With such a mini database, it becomes trivial to create a graphical representation of these relationships. We can also derive other interesting information from it. For example, if we know the variables presented in a document, which calculation is necessary to determine these variables, and which legislative text describes these variables, we can determine which documents could potentially be impacted when this text changes.

5

Our work on Refli tries to integrate into a single object, the software behind `refli.be`, everything related to its creation, whether it's the mini database of our knowledge base, the generation of diagrams derived from it, the documentation of calculations or their use.

We can notice this deep integration even on this page: the rendering of images or the presentation of forms and calculation results are not simple screenshots copied/pasted into this blog post, but are displayed exactly in the same way as you can find them in the Concepts and Playground mini-sites.

6

Once this mini database is created, it is easy to produce dedicated pages for each concept, for example a page for the "xxx" calculation or a page for the "yyy" document, etc. In a way, these pages are redundant with the initial graphic: everything is already said there. But having these dedicated pages is useful for "zooming in" on a specific part that interests us.

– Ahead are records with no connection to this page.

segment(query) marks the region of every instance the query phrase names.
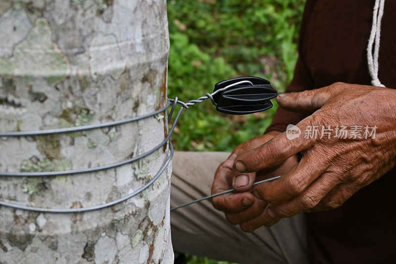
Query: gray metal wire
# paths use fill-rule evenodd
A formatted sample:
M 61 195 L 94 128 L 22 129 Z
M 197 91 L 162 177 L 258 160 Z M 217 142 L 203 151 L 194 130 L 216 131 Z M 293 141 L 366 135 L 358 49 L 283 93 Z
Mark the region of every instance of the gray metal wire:
M 149 117 L 150 116 L 152 116 L 155 114 L 157 114 L 158 113 L 165 111 L 170 106 L 170 103 L 172 103 L 172 108 L 171 109 L 168 116 L 169 117 L 168 119 L 170 119 L 173 114 L 175 108 L 176 108 L 176 105 L 177 104 L 181 105 L 181 107 L 180 107 L 180 109 L 179 110 L 179 111 L 177 113 L 177 114 L 176 115 L 175 118 L 175 120 L 173 122 L 173 123 L 172 124 L 172 127 L 171 127 L 170 129 L 169 129 L 169 133 L 168 133 L 167 136 L 158 145 L 156 146 L 153 149 L 150 150 L 148 152 L 145 153 L 143 153 L 143 154 L 141 154 L 140 155 L 138 155 L 136 157 L 133 157 L 132 158 L 128 159 L 126 159 L 125 160 L 118 161 L 117 162 L 115 162 L 107 165 L 99 166 L 98 167 L 94 167 L 93 168 L 85 168 L 82 169 L 76 169 L 74 170 L 64 170 L 59 171 L 43 171 L 43 172 L 37 172 L 1 171 L 0 172 L 0 176 L 45 177 L 45 176 L 58 176 L 58 175 L 68 175 L 76 173 L 84 173 L 86 172 L 90 172 L 93 171 L 97 171 L 99 170 L 108 169 L 109 168 L 111 168 L 115 167 L 121 166 L 122 165 L 124 165 L 125 164 L 127 164 L 138 160 L 141 158 L 142 158 L 144 157 L 146 157 L 152 154 L 156 150 L 159 149 L 160 148 L 162 147 L 163 145 L 164 145 L 165 144 L 166 144 L 167 142 L 168 142 L 168 141 L 170 139 L 170 137 L 171 136 L 172 133 L 173 133 L 173 131 L 174 131 L 175 127 L 176 127 L 177 121 L 179 120 L 179 117 L 180 117 L 180 115 L 181 114 L 182 112 L 183 111 L 183 109 L 185 108 L 188 108 L 190 106 L 193 106 L 197 104 L 201 103 L 206 99 L 210 99 L 213 105 L 214 105 L 215 106 L 217 106 L 217 104 L 214 102 L 214 100 L 213 100 L 213 96 L 214 95 L 215 95 L 218 93 L 226 90 L 231 87 L 242 84 L 249 84 L 250 85 L 253 85 L 253 84 L 251 82 L 249 82 L 248 81 L 241 81 L 240 82 L 238 82 L 237 83 L 229 85 L 227 86 L 226 86 L 225 87 L 224 87 L 223 88 L 219 89 L 212 94 L 207 93 L 204 96 L 199 97 L 197 99 L 195 100 L 191 100 L 187 103 L 179 101 L 177 97 L 175 97 L 174 99 L 168 99 L 168 103 L 164 107 L 161 108 L 161 109 L 159 109 L 158 110 L 157 110 L 156 111 L 153 111 L 151 113 L 148 113 L 135 117 L 132 117 L 130 118 L 127 118 L 125 119 L 117 120 L 111 122 L 108 122 L 106 123 L 102 123 L 100 124 L 95 124 L 87 125 L 85 126 L 80 126 L 74 127 L 67 127 L 64 128 L 49 129 L 45 130 L 37 130 L 37 131 L 11 131 L 11 132 L 1 132 L 0 133 L 0 137 L 20 137 L 20 136 L 39 136 L 43 135 L 70 133 L 72 132 L 94 129 L 96 128 L 100 128 L 102 127 L 106 127 L 109 126 L 113 126 L 115 125 L 125 124 L 126 123 L 129 123 L 130 122 L 142 120 L 143 119 Z M 173 146 L 170 141 L 169 141 L 169 149 L 170 152 L 169 157 L 166 159 L 166 161 L 165 162 L 163 166 L 159 169 L 158 172 L 155 174 L 154 177 L 152 178 L 152 179 L 151 179 L 148 182 L 146 183 L 145 185 L 138 189 L 137 190 L 135 190 L 131 194 L 130 194 L 126 196 L 113 201 L 112 202 L 90 207 L 86 207 L 83 208 L 63 209 L 51 209 L 51 208 L 39 208 L 30 207 L 12 203 L 9 203 L 8 202 L 5 202 L 3 201 L 0 201 L 0 205 L 14 208 L 15 209 L 20 209 L 22 210 L 27 210 L 29 211 L 33 211 L 40 212 L 51 212 L 51 213 L 59 213 L 84 212 L 94 210 L 102 209 L 103 208 L 112 206 L 117 204 L 121 203 L 122 202 L 126 201 L 129 199 L 130 199 L 131 198 L 135 196 L 135 195 L 141 193 L 143 191 L 146 190 L 148 187 L 149 187 L 151 184 L 152 184 L 152 183 L 154 182 L 155 182 L 157 180 L 157 179 L 158 179 L 158 178 L 160 176 L 160 175 L 164 171 L 165 168 L 166 168 L 167 166 L 170 162 L 172 157 L 173 156 L 173 153 L 174 153 Z M 271 179 L 268 179 L 267 180 L 265 180 L 261 182 L 257 182 L 257 183 L 255 183 L 254 185 L 258 184 L 261 182 L 263 182 L 263 181 L 272 180 L 279 178 L 279 177 L 273 178 Z M 207 196 L 206 197 L 200 198 L 199 199 L 198 199 L 197 200 L 190 202 L 189 203 L 185 204 L 184 205 L 179 206 L 176 208 L 172 208 L 171 210 L 171 211 L 175 210 L 178 209 L 178 208 L 187 206 L 189 205 L 193 204 L 194 203 L 197 203 L 198 202 L 200 202 L 203 200 L 209 199 L 212 197 L 214 197 L 215 196 L 218 196 L 219 195 L 221 195 L 225 193 L 228 193 L 229 192 L 231 192 L 234 191 L 234 190 L 233 189 L 229 190 L 228 191 L 226 191 L 226 192 L 223 192 L 222 193 L 220 193 L 219 194 L 216 194 L 211 196 Z

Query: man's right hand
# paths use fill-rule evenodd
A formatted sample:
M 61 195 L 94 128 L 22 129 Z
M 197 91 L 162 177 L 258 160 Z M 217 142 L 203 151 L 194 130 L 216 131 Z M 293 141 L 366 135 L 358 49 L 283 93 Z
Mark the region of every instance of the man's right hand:
M 271 131 L 264 135 L 255 137 L 240 144 L 220 164 L 214 176 L 212 184 L 211 194 L 218 193 L 230 189 L 236 193 L 230 193 L 212 199 L 213 207 L 224 212 L 227 220 L 232 224 L 239 224 L 245 232 L 251 232 L 263 225 L 271 226 L 278 221 L 264 213 L 267 204 L 252 193 L 252 185 L 255 181 L 276 177 L 290 170 L 297 161 L 294 156 L 278 162 L 270 167 L 258 172 L 241 173 L 236 170 L 233 165 L 236 157 L 242 154 L 255 149 L 274 137 L 280 134 L 278 131 Z

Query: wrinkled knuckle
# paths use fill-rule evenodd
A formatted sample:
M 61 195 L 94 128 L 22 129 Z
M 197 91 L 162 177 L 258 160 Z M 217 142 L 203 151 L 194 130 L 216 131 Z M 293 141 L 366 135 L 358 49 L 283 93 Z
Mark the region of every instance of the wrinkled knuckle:
M 282 207 L 278 208 L 276 210 L 273 210 L 272 211 L 276 218 L 287 217 L 291 215 L 291 213 L 289 209 Z
M 300 194 L 305 190 L 305 185 L 303 179 L 301 177 L 292 177 L 290 178 L 287 188 L 289 194 L 297 195 Z
M 326 207 L 329 209 L 338 208 L 344 204 L 344 201 L 340 199 L 331 200 L 327 202 Z
M 264 193 L 261 194 L 261 197 L 268 204 L 277 204 L 280 202 L 279 198 L 274 196 L 274 194 L 270 193 Z
M 228 222 L 233 225 L 238 224 L 240 223 L 239 221 L 238 220 L 235 215 L 231 213 L 225 213 L 224 215 L 226 216 L 226 219 Z
M 303 195 L 300 200 L 300 203 L 305 209 L 312 209 L 319 203 L 315 196 L 313 194 Z
M 279 157 L 282 153 L 280 146 L 278 144 L 271 143 L 272 142 L 270 142 L 267 144 L 267 151 L 268 151 L 268 154 L 272 157 Z

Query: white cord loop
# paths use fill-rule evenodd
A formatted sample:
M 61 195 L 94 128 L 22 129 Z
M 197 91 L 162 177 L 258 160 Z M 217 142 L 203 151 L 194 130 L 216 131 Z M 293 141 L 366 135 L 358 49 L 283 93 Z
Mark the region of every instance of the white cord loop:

In addition to the information provided derived from this mini database, we can write documentation manually, which we also include on these dedicated pages. This documentation appears under the "Description" title of each page.

7

Now that we have a page briefly describing the most... (the most what? superficial? mechanical?...) aspects, we can use it as a guide to approach the implementation of the calculation, following the legislative texts.

8

A possible improvement that we are considering is to better point out, within a text, the articles, or paragraphs, which are associated with our concepts (documents, variables, calculations).

Challenges and improvements

We need example data that we can trust to validate our work. It's unfortunately too easy to misinterpret a text, or make a mistake when taking notes or writing computer code. Once we have example data, we can use them to run aumated tests, and we can also show them as part of the knowledge base.

Our current knowledge base doensn't take legislative texts evlotion into account. It's really just a snapshot at the time we created it. Even Lex Iterata only present the current version of the legislative texts. Our goal should be to retain and offer past computations too.

The knowledge base is currently used as a vehicle to organize computation-related data, to help us implement those computations. In the future, we would like to enrich it with additional concepts, such as personae, access rights, tasks, ... that Refli will also need to implement in order to become a full-fledged application.

With such a larger concept map, we can start selecting our next priorities, acting a bit as a visual roadmap, and complementing tools such as Jira.

In some cases, the legislative texts presented on Justel don't contain the important parts: they can be pushed into annexes of the PDF version of the texts, or for instance for "convention collective de travail", be in PDF documents elsewhere. In some cases, annexes are formatted in such way that the text cannot be easily selected (and thus are not easily processed by a machine).